感動しちゃ悪いか?

ゆうゆうゆう

 よく晴れた冬の日だった。

 何てことない一日だ。学校に行って、勉強して、飯を食って、寝る。そんなルーティーンの中に、何か刺激が欲しかった。今の生活が退屈な訳ではないが、楽しくもない。習慣化された行動では、何の楽しさ、嬉しさ、苦しみさえ感じることができなかった。

 私はアニメが好きだ。小学生の時に親におねだりして防水のテレビを買ってもらって以来、風呂に入りながら録画したアニメを見るのが習慣になった。大体三十分くらいで私は風呂から上がるので、毎日一話は見ることができた。

 その日はちょうどアニメシーズンの境目で、いくつか目をつけていたアニメの第一話の録画が溜まっていた。私がアニメを好きになったのは中学に入ってからだが、俗に「神作」と呼ばれる作品は十年程前の作品が多いので、少し不満があった。


「うーん、もう少し早く生まれればよかったのに」


 私は浴槽の中で呟いた。音が反響して、厭に煩く聞こえる。自分の声ほど耳障りなものはない、と私は顔をしかめた。

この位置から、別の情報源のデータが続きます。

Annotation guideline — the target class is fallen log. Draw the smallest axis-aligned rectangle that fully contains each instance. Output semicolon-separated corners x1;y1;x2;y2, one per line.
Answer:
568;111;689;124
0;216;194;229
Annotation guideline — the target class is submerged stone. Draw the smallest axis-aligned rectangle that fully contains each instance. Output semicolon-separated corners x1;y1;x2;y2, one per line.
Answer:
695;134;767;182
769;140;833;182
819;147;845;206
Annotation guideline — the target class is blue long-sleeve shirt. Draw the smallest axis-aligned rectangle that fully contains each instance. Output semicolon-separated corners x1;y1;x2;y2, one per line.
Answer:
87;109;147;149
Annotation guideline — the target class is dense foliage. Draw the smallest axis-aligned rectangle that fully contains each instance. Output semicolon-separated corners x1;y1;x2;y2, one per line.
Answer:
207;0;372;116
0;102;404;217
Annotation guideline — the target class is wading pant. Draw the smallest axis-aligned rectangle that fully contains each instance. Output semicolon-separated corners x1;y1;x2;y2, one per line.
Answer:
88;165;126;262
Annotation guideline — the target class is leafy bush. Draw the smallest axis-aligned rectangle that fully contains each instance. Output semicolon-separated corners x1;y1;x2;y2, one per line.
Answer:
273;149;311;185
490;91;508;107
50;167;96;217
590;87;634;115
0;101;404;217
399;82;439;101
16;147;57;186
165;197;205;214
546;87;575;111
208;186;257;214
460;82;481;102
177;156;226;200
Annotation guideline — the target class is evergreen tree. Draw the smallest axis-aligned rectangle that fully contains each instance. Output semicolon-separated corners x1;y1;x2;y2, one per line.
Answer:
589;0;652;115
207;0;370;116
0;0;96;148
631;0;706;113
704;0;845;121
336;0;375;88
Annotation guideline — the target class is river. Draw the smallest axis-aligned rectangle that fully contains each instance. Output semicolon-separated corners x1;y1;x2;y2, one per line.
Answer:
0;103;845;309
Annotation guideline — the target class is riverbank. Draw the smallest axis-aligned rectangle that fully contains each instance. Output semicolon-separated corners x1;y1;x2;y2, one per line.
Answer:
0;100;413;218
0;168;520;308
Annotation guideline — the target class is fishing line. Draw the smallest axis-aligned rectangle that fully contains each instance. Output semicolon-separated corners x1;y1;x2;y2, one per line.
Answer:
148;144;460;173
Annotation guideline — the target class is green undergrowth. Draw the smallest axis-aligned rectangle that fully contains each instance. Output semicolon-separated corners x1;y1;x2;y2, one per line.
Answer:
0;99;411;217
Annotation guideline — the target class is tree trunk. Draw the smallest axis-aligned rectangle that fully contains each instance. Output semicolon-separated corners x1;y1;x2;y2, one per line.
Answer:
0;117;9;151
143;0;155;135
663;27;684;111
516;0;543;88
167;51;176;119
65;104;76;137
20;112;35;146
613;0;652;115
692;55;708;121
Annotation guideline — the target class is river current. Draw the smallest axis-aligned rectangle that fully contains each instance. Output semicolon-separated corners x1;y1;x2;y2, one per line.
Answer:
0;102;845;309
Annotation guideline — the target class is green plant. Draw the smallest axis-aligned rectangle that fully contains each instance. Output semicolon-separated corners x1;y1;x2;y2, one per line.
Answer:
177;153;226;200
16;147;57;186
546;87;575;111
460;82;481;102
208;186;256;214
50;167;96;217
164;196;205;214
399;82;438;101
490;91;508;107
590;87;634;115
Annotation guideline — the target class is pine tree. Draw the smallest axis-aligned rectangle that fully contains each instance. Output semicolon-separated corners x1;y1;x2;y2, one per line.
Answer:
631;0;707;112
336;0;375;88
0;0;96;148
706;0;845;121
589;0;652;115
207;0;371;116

 録画リストに目を移すと、そこには「異世界」「転生」「スローライフ」といったクリシェが溢れていた。正直飽き飽きする。と言いつつ面白いので見てしまうが、そんな軽い物語に面白さを感じてしまう自分にも厭気を感じる。畢竟私も大衆向けコンテンツを消費してインスタント化された感動を啜るだけのしがない俗人か、と私は溜息を吐いた。

 そんなアニメの中に一つ、目を惹くタイトルがあった。再放送の作品だ。確かアイドルアニメの元祖と謳われている作品だったと思う。そういえば番組表を眺めて次に見るアニメを決めていたとき、人気作品だから教養として見ておこうと思って録画したのだった。

 とりあえず、のノリで早速第一話を見始めた。そろそろのぼせてきたので、湯船から重苦しい身体を持ち上げてシャワーの前に座った。シャンプーを手に取り、髪で泡立てて洗い始める。


『――私、アイドル始めたい!』


 強く目を閉じたままシャワーのノブを探り当て、捻って熱湯を浴びる。湯冷めして冷え切った身体が表面から暖まっていく。


『――大切なのは、やりたいかどうかだよ……私は絶対にやりたい!』


 大方髪を流したら、洗顔剤を取りネットで立てた泡で顔を包む。

『さあ、歌おう、未来へ向かって!』


 歌が始まった。ライブシーンはアイドルアニメの命だ。少し目を開けて見てみようか――


『始まりは怖いけど、走り出そう、今 輝きを求めて――』



 私は言葉を失った。

 そこには、「輝き」そのものがあった。


 これから新たな一歩を踏み出す彼女らの覚悟、それに伴うワクワク、不安、恐怖、興奮、その全てが緻密に描き出されていた。歌声のトーン、歌詞、メロディ、コレオ、コード、様々な要素が複雑に絡み合って、彼女らの心をありありと表現していた。それは私にとってあまりに率直で、純粋なメッセージだった。


 私は何も考えられずに只々呆然と彼女らのパフォーマンスを見ていた。エンドロールが始まるとすぐに録画を巻き戻してもう一度見た。途中で身震いをして、それが寒さからであることに気づいたときには、既に三回はライブシーンを見ていた。


 私は殆ど消えてしまった顔の泡を流して湯船に浸かり、急いで風呂から出てドライヤーをかけた。その間にもずっとライブを見ていた。普段アニメを見た後に感じるチープだとかよくある感動ポルノだとか、インテリぶった批評は不思議と思い浮かばなかった。ただ心に残ったのは、夏祭りの雑踏から離れて一人花火を眺め遣っているときのような奇妙な昂りと、夏の終りに似た僅かないみじさだけだった。